Rufo claims- probably truthfully- to have investigated the increasing interest in public schools of the study of the role of race in American culture past and present. Yet early in the video below, he can be seen citing Robin D'Angelo and Ibram X. Kendi as critical race theorists.
As Reid pointed out, neither D'Angelo nor Kendi is a critical race theorist. Kendi is arguably the most prominent advocate of "anti-racism," with D'Angelo's focus a melding of anti-racism and "whiteness" theory. They probably both are pleased critical race theory is taught in law schools and welcome (or would welcome) its presence in K-12 schools.

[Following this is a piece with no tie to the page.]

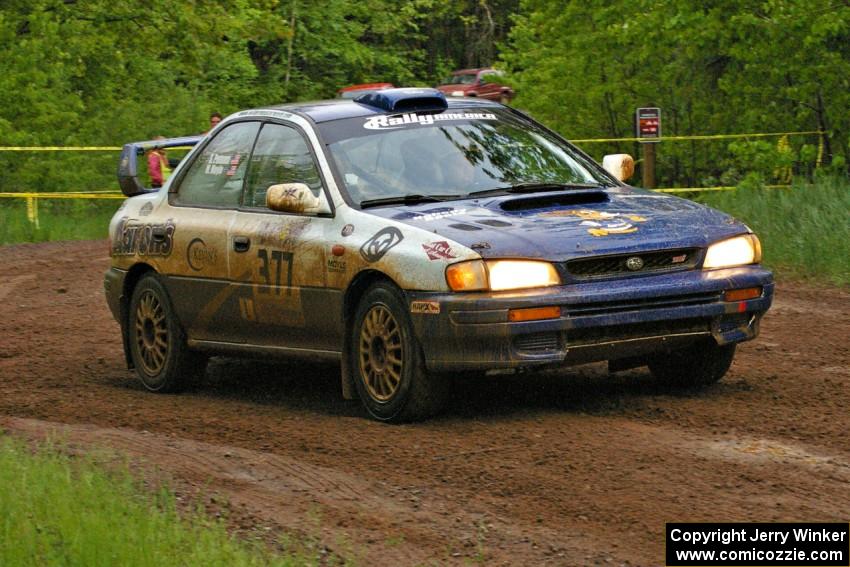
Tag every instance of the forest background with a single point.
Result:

However, neither is particularly a promoter of CRT, which they have left for others, such as Kimberle Crenshaw.
The (inaccurate) selection Kendi and D'Angelo as representatives of critical race theory may be significant. It may have been because they are the best known, and thus most controversial, of the proponents of the broad field of race-conscious education.
More likely, though, Rufo threw out those two names because he doesn't care who comprise the intellectual core of this broad discipline. Ending this particular educational philosophy is not his goal. A few days after the victory of Republican Glenn Youngkin in the Virginia gubernatorial race, Michelle Goldberg had a discussion with Rufo in which
“I’ve unlocked a new terrain in the culture war, and demonstrated a successful strategy,” said Rufo, a documentary filmmaker-turned-conservative activist. With that done, he was getting ready for a new phase of his offensive.
“We are right now preparing a strategy of laying siege to the institutions,” he said. In practice, this means promoting the traditional Republican school choice agenda: private school vouchers, charter schools and home-schooling. “The public schools are waging war against American children and American families,” he said. Families, in turn, should have “a fundamental right to exit.”
Private school vouchers, charter schools, and home schooling. Now the partisan Supreme Court of John Roberts clearly is on board. That was unsurprising because destruction of the public school system and the common good is part of the GOP's overarching goal of privatization of the entire economy for the benefit of the privileged. Democrats and progressives need to understand this and to take it seriously, but aside from a journalist here and they, they apparently are doing neither.